The Research Tax Credit – A Tax Saving Strategy for Architectural and Engineering Firms?
A frequently asked question these days is, “do architectural and engineering/construction firms qualify for the R&D tax credit?” The answer, unfortunately, is not simple. While research tax credits can be a lucrative incentive for any firm, a unique set of facts and circumstances is required for an A&E firm to qualify.
For an activity to qualify, it must meet four criteria:
- The project must discover information relating to a new or improved business component; a business component can be a product, process, technique, formula, invention or software item.
- Research must be technological in nature; it must utilize principles of the hard sciences (engineering, chemistry, biology, physics, computer science, etc.).
- The research must be intended to eliminate uncertainty regarding the development or improvement of a business component; design uncertainty does satisfy this requirement.
- A process of experimentation must be used to eliminate the uncertainties-evaluation of alternatives, such as by calculation, drawing, modeling or simulation.
Architecture and engineering (A&E) firms are generally involved daily in developing new or improved business components that are technological in nature, making it easy to satisfy criteria 1 and 2 above.
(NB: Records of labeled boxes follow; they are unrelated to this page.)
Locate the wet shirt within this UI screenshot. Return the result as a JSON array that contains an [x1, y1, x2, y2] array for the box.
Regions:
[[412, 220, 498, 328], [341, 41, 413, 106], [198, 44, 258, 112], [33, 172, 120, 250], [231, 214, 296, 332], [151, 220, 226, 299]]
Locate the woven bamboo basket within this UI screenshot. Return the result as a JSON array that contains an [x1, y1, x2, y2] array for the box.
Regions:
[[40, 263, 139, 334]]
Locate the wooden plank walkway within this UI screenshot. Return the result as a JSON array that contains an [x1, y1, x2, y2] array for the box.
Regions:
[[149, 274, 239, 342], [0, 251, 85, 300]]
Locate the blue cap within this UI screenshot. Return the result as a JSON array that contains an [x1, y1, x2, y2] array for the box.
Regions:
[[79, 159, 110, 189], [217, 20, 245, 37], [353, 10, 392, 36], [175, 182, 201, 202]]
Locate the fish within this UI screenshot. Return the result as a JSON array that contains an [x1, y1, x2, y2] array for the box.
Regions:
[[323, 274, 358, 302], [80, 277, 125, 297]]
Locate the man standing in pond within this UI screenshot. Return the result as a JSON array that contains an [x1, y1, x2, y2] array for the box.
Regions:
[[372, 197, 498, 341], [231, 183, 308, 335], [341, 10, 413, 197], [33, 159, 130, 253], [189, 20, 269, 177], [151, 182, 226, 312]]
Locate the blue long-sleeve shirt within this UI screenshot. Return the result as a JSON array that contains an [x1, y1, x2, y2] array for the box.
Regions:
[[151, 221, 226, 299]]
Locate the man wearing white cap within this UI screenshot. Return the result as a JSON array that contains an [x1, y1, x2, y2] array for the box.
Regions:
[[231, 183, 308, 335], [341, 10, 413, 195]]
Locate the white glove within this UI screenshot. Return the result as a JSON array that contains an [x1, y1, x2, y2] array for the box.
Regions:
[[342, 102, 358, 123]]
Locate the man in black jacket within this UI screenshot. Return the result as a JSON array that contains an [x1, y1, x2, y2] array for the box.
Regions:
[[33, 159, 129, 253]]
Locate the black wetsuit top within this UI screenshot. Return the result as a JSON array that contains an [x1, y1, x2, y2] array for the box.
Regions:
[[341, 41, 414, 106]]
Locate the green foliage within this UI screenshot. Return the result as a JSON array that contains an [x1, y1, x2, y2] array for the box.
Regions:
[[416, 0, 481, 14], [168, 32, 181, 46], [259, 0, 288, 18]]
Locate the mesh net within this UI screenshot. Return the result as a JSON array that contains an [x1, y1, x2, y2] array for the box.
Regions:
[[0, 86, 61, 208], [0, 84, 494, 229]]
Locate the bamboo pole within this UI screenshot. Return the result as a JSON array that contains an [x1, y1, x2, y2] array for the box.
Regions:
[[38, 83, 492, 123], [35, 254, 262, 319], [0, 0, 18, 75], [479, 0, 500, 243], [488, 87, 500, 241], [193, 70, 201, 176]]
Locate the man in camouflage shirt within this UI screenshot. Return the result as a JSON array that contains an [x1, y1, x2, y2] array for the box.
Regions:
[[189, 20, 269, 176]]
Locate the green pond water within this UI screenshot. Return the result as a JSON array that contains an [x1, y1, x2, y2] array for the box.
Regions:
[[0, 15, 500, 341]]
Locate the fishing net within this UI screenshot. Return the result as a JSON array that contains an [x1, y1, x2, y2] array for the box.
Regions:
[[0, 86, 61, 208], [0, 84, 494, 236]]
However, many A&E firms believe there is no technical uncertainty regarding those development activities and that design is just “what they do.” Those firms may overlook the fact there are significant technical uncertainties addressed in schematic or system design of a business component, as well as in detailed designs; both likely satisfy the uncertainty requirement in the tax credit regulations.
Regarding the process of experimentation requirement, projects with technical uncertainties will require designers to develop and evaluate multiple alternatives and innovative solutions to uncontrollable constraints. Evaluation of alternative designs and design changes provides good indications of qualified research.
Examples of activities that may be eligible for R&D tax credits include:
- Development of new plant and process assays.
- Expansion and optimization of existing plant operations.
- Construct-ability reviews intended to identify improvements to asset or process design.
- New production systems or high-tech processes to produce or treat hydrocarbons, hydrogen, ammonia, ethanol, and/or other molecular compounds.
- Process design relating to the integration of key components.
- Development of innovative assembly or construction methods that accelerate or improve the construction process associated with large infrastructure assets.
- Design of temporary structures used in the construction process.
- Development of computer models for analyzing design configurations, performance characteristics and environmental impact.
Although A&E firms are expected to be involved in several activities that meet the qualification requirements, this does not necessarily mean there will be research credits available; there are potential exclusions that could limit eligible expenses. The primary concern for A&E firms is the exclusion related to funded research. Research is deemed to be “funded” if the taxpayer is not financially at risk for the research or if the taxpayer does not own the rights to the intellectual property.
The deciding factor in whether a company is financially at risk for the research is the payment terms of the contract, i.e. whether payment is guaranteed regardless of success or failure. If payment is guaranteed, the company has no financial risk since the risk of failure lies with the customer. However, for most A&E firms, payment is contingent upon success; “If we don’t deliver, we don’t get paid.”
Intellectual property terms, especially ownership rights to the research results, are just as important as determining financial risk. In situations where the contract stipulates ownership of the work product belongs solely or exclusively to the customer rather than the firm, the research is still considered “funded” regardless of the payment terms of the contract. In addition, contracts may consider work product to be “work for hire” under U.S. copyright laws, which would categorize the efforts as “funded” as well. Contracts for technical diagnosis, evaluation, observation, review and study, not new design, often fall into this category. The tax preparer should note that contracts are used to determine financial risk and rights, and are usually requested as documentation during IRS examinations.